Cenaze töreni sonrasında kamuoyunun ailesini doğayı seven yaşam savunucuları ve çevre mücadelecileri olarak tanıdığını hatırlatan sanat yönetmeni kızları Emine Büyüknohutçu, “Anne ve babamızın tarımı ve doğal yaşamı yıkıma uğratan taş ocaklarına karşı verdikleri mücadelenin onları hedef haline getirmiş olabileceğini düşünüyoruz" dedi.

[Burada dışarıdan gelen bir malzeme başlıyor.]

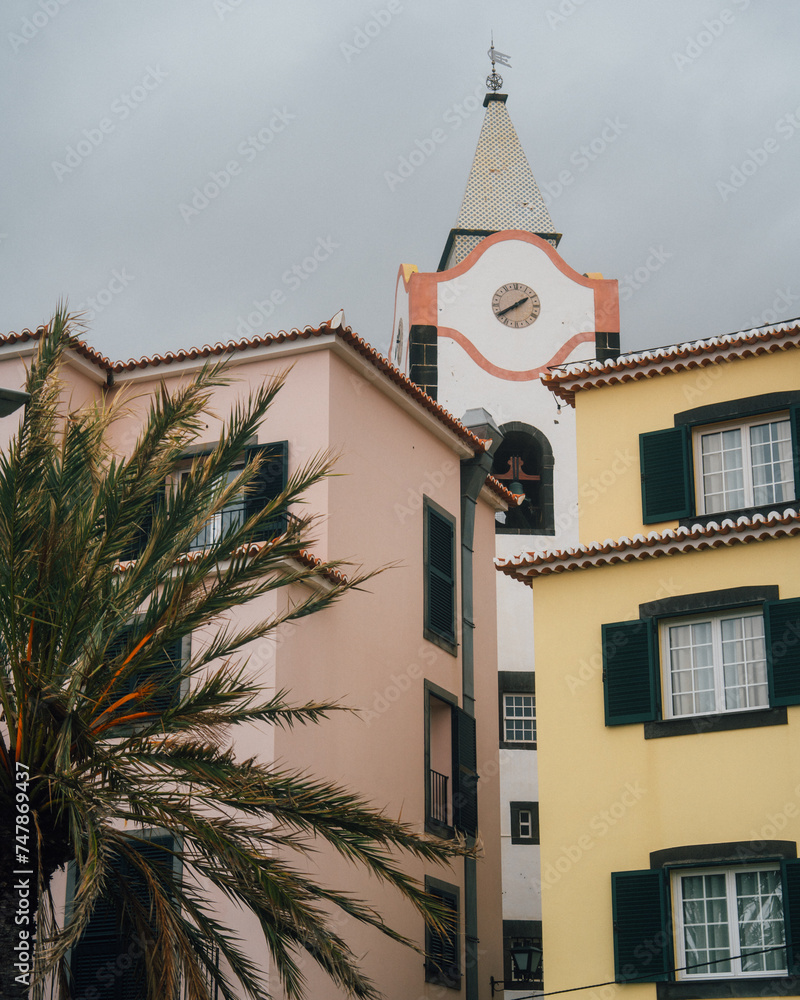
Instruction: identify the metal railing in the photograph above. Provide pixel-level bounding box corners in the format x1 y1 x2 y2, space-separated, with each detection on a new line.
189 503 292 552
428 768 448 826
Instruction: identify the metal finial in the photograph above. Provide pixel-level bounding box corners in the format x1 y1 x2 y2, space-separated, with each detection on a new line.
486 34 511 93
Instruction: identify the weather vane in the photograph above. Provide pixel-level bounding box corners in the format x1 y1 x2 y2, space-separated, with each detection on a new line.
486 34 511 92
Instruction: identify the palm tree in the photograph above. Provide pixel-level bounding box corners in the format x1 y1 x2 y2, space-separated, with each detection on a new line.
0 307 466 1000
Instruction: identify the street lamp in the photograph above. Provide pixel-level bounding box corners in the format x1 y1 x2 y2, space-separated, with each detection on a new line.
489 945 542 996
0 389 31 417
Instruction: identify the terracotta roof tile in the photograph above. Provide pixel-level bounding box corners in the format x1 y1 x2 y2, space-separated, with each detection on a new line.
541 319 800 406
0 312 519 506
495 507 800 584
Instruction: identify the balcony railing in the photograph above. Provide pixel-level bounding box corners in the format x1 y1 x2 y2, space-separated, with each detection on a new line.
428 768 449 826
189 503 291 552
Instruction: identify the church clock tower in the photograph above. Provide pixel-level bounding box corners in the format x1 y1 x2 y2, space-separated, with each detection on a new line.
392 47 619 1000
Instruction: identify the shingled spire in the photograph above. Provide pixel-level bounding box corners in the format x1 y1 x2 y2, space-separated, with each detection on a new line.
439 82 561 271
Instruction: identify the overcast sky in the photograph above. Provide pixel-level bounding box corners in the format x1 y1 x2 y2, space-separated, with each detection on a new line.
0 0 800 360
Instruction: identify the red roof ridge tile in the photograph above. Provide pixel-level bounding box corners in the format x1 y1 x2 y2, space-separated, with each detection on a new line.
0 314 490 458
495 505 800 582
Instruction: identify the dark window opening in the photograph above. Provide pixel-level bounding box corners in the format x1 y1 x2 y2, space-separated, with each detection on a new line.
492 421 554 535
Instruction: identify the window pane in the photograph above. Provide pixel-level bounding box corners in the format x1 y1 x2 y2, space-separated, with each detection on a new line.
681 873 731 976
503 694 536 743
669 622 716 715
721 615 769 709
736 871 786 972
189 469 246 550
750 420 794 506
700 427 745 514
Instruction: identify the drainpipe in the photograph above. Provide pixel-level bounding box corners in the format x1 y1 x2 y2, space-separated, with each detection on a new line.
461 408 503 1000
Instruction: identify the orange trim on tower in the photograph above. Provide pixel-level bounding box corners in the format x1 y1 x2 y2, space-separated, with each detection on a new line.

Finike’nin Turunçova Mahallesi’ndeki Kızılcık Yaylası’nda dağ evlerinde üç gün önce öldürülen KİRADER Genel Başkanı Ali Ulvi (61) ile eşi Aysin Büyüknohutçu (61) için Muratpaşa Cami’nde cenaze töreni düzenlendi. Törene, CHP Antalya Milletvekilleri, Muratpaşa Belediye Başkanı Ümit Uysal, eski dönem milletvekilleri, siyasi partilerin il başkanları, çevreciler, tüketici hakları temsilcileri, Büyüknohutçu çiftinin İstanbul’da yaşayan kızları Emine, Zeynep, Elif, akrabaları ve çok sayıda sevenleri katıldı. Büyüknohutçu çiftinin tabutlarının üzeri karanfil ve çeşitli çiçeklerle donatıldı. Öğle namazını müteakip kılınan cenaze namazının ardından Büyüknohutçu çiftinin cenazesi omuzlara alındı. Andızlı Mezarlığı’nın yakın olması nedeniyle, cenaze yüzlerce kişinin omuzlarında kent merkezinden mezarlığa götürüldü. Çift, yan yana gözyaşları içinde defnedildi. Büyüknohutçu çiftinin mezarları da karanfillerle donatıldı. Kızları Emine, Zeynep ve Elif güçlükle ayakta durabildi.
Kızından açıklama
Emine Büyüknohutçu, ailesinin cinayeti hakkında açıklamada bulundu. Emine Büyüknohutçu, “Annemiz Aysin ile babamız Ali Ulvi Büyüknohutçu’yu 10 Mayıs’ta Finike Kızılcık Yaylası’ndaki evlerinde korkunç bir cinayete kurban verdik. Kaybımız çok büyük, acımız tarifsiz. Annemiz ve babamız için bizler için her zaman iyi bir ebeveyn, örnek oldular” dedi.
"Tehdit ve şiddet"
Kamuoyunun ailesini doğayı seven yaşam savunucuları ve çevre mücadelecileri olarak tanıdığını hatırlatan Emine Büyüknohutçu, “Anne ve babamızın tarımı ve doğal yaşamı yıkıma uğratan taş ocaklarına karşı verdikleri mücadelenin onları hedef haline getirmiş olabileceğini düşünüyoruz. Ulaştıkları önemli hukuk zaferleri ve yeni mücadelelere hazırlanıyor olmalarının birilerini tedirgin ettiği kanısındayız. Geçmişte çeşitli şekilde tehdit edilmeleri kısa süre öncede evlerinin hemen yanında gerçekleşen yangındaki kundaklama şüphesi Türkiye’nin dört bir yanındaki yaşam savunucuları, doğayı katleden şirketlerin, çalışanları ve destekçileri tarafından çeşitli tehdit ve şiddete maruz kaldığı için endişelerimizin yersiz olmadığını göstermektedir” diye konuştu.